18/04/2014, 19 h 15 | Mis à jour le 19/04/2014, 16 h 57
Salariés et syndicats se sont retrouvés hier au cabinet Me Cyril Cambon.
Salariés et syndicats se sont retrouvés hier au cabinet Me Cyril Cambon. (Photo OLIVIER GOT)

Le conseil des prud'hommes de Narbonne (Aude) a condamné Areva pour avoir sanctionné abusivement six de ses salariés, accusés pour discrimination féminine. Le tribunal a jugé que ces décisions étaient injustifiées et irrégulières.

Une victoire au goût amer. "Les traces ne s’effaceront pas du jour au lendemain", regrette Gaël Roussel, porte-parole syndical de l’usine Comurhex Malvési d’Areva. Le 14 avril dernier, la direction de l’entreprise a été condamnée par le tribunal des prud’hommes de Narbonne pour avoir sanctionné abusivement six de ses salariés.

En octobre dernier, une de leurs collègues avait porté des "accusations graves" à leur encontre, pour discrimination de sa condition féminine.

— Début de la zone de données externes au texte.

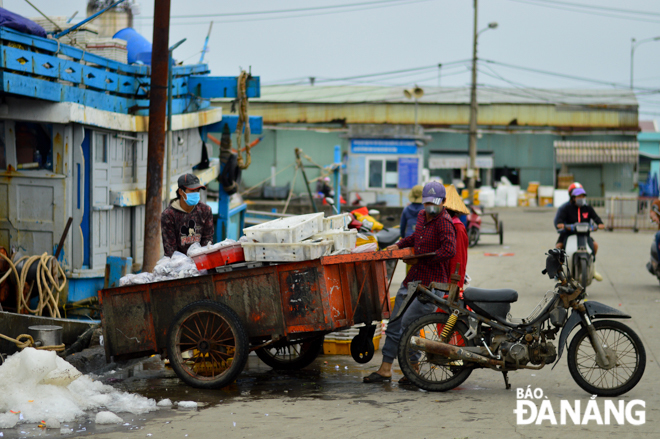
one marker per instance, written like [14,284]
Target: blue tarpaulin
[20,24]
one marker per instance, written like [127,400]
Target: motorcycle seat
[485,295]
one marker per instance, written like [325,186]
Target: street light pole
[472,145]
[633,45]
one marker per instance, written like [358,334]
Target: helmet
[578,191]
[573,186]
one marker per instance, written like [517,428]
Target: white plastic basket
[287,230]
[342,239]
[337,222]
[270,252]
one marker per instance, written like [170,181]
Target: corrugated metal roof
[343,94]
[596,152]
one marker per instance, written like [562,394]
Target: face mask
[433,209]
[192,198]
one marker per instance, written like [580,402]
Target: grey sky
[414,34]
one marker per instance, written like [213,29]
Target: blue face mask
[192,198]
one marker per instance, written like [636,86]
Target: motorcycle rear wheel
[627,348]
[433,372]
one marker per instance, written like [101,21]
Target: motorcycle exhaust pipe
[452,352]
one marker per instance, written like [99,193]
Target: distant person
[186,220]
[410,213]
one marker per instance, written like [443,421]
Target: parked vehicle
[579,252]
[439,351]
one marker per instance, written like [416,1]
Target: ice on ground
[108,418]
[40,385]
[165,403]
[52,423]
[187,405]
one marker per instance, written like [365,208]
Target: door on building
[591,178]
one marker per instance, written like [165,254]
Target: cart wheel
[362,345]
[291,355]
[207,345]
[473,236]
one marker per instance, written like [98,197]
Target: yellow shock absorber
[451,321]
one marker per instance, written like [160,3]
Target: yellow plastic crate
[343,347]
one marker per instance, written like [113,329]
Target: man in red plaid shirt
[434,233]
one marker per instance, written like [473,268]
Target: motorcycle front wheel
[624,351]
[433,372]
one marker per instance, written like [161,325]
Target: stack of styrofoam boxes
[335,230]
[284,240]
[111,48]
[339,343]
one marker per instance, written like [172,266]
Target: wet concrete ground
[328,398]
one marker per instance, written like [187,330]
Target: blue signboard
[408,170]
[383,146]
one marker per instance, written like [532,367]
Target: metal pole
[168,182]
[472,146]
[156,145]
[337,179]
[206,43]
[309,191]
[632,54]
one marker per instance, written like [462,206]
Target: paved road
[328,399]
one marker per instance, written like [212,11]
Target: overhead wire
[407,3]
[575,9]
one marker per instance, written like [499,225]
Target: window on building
[3,148]
[34,146]
[100,148]
[383,173]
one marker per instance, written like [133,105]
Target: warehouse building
[390,142]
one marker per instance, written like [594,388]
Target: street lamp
[633,45]
[472,168]
[414,93]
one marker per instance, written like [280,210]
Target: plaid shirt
[436,235]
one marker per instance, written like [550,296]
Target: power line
[581,11]
[313,14]
[278,11]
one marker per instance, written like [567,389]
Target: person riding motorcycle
[573,186]
[577,211]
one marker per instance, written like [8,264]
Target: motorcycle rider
[655,217]
[568,203]
[577,211]
[434,233]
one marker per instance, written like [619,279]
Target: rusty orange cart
[207,325]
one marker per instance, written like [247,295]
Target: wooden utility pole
[156,151]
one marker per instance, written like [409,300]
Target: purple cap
[578,191]
[433,192]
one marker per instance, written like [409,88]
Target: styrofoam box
[343,239]
[296,252]
[287,230]
[337,222]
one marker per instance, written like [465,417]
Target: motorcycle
[439,351]
[653,266]
[579,252]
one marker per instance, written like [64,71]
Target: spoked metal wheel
[626,359]
[433,372]
[207,345]
[291,355]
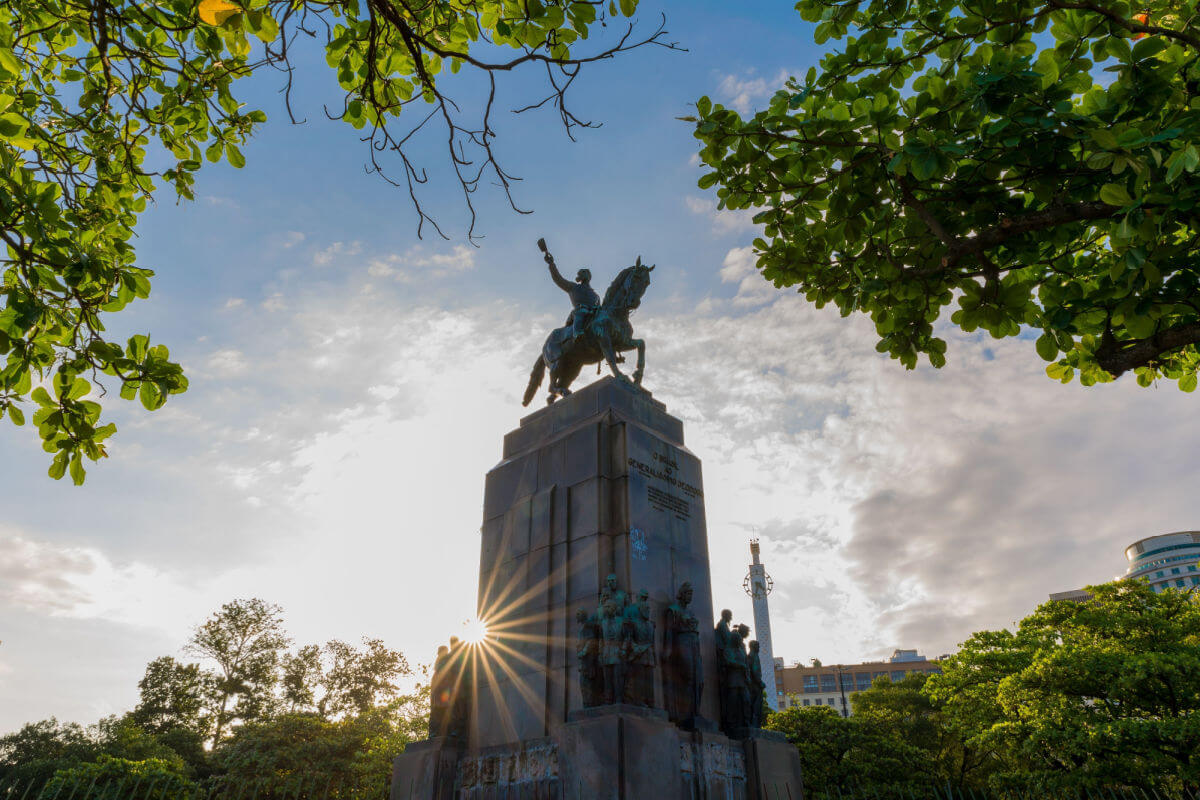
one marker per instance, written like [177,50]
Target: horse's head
[628,288]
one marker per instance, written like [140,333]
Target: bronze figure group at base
[741,673]
[450,690]
[616,659]
[616,649]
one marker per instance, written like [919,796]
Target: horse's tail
[539,371]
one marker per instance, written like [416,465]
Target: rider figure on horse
[585,301]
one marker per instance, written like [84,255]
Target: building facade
[833,684]
[1167,561]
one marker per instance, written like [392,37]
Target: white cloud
[227,364]
[84,583]
[744,91]
[739,268]
[724,221]
[337,251]
[418,264]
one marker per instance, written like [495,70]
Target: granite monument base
[612,752]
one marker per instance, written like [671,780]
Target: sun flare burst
[474,631]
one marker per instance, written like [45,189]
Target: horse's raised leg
[641,360]
[610,355]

Ils avaient alors écopé d’un blâme, le chef de poste à quelque mois de la retraite étant, lui, sous la menace d’un licenciement.

Une sanction injustifiée et irrégulière

"Le conseil a jugé que la sanction était injustifiée et irrégulière", souligne Me Cyril Cambon, défenseur des salariés. "Les faits n’avaient jamais été vérifiés par la direction", reproche le délégué syndical CGT.

Malgré l’appui de nombreux témoignages des autres collègues de travail composant l’équipe et les contradictions de la personne à l’origine de l’affaire, "la société Arera a préféré ne pas tenir compte de ces preuves contraires en brandissant sa politique de diversité comme un dogme", souligne l’avocat.

C’est ce qui a motivé en particulier la décision du conseil qui met en exergue le "manque de justifications des griefs reprochés et contestés". En d’autres mots, l’employeur ne peut sanctionner sur des éventualités.

Politique de diversité d'Areva

Pour autant, "que va devenir leur carrière à ses salariés lors des entretiens individuels, où ils auront en face d’eux les mêmes personnes qui ont porté les accusations ?" s’interroge le syndicaliste.

De son côté, la direction dit avoir pris "acte du délibéré. Nous avons été déboutés sur la forme mais cela ne remet pas en cause les valeurs fortes que nous défendons". A savoir la promotion de la diversité et de la condition féminine.

Discrimination syndicale

Certes, une première bataille a été remportée, mais d’autres s’annoncent dans les mois à venir.

Dans le prolongement de cette affaire, Areva sera entendue devant le tribunal correctionnel de Narbonne pour discrimination syndicale à l’encontre de la CGT, le 12 juin prochain. Puis le 30 juin, le conseil des prud’hommes est appelé à nouveau à se prononcer sur la demande d’annulation des sanctions de deux représentants syndicaux. Ils avaient organisé un mouvement de solidarité de l’ensemble du personnel vis-à-vis des six salariés.

"Il y a une solidarité intersyndicale. La direction doit prendre ses responsabilités afin de rétablir le dialogue social dans l’entreprise", rappelle Gaël Roussel.